От автора
Приятно и поучительно ездить в чужие страны, чтобы понять там лучше блестящую всемирно-историческую роль вашей страны.
А. В. Луначарский
Это началось давно… Может быть, лучше сказать это было всегда. Я всегда любил разглядывать и разгадывать людей. В детстве это получалось неосознанно, а в юношеские годы лучшим развлечением для меня было угадывать биографии встречных по их лицам.
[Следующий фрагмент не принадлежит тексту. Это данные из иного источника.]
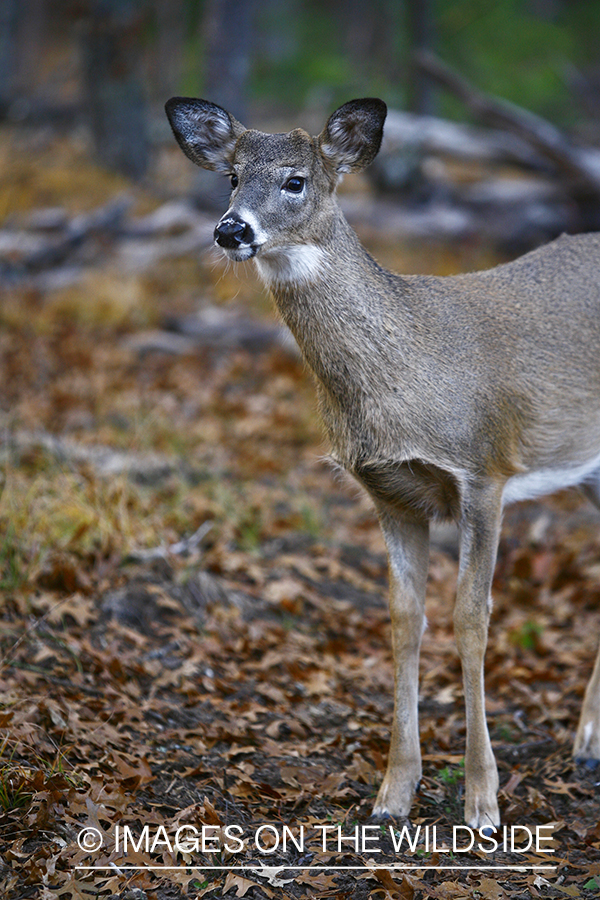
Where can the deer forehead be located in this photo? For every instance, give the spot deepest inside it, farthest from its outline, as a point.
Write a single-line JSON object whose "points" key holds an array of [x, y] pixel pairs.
{"points": [[256, 152]]}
Я любил ходить по пятам за приглянувшимся мне человеком, и по походке, по смене выражений лица, по оборотам речи представлять себе его профессию, характер, склонности.
Я часами мог следить за нескончаемым потоком прохожих; рассматривать очередь у театральной кассы или возле студенческой «обжорки». В харьковскую общественную библиотеку я ходил не только для того, чтобы читать книги, но и видеть, как читают их другие, а в кафе городского парка — не только для того, чтобы есть мороженое, но и наблюдать, как едят другие, как ребятишки старательно вылизывают вафли. Я мог подолгу наблюдать, как рабочие, строившие дом, уютно усаживаются где-нибудь в уголке, домовито, толстыми ломтями режут розовое сало и так смачно едят его, что у меня текут слюнки.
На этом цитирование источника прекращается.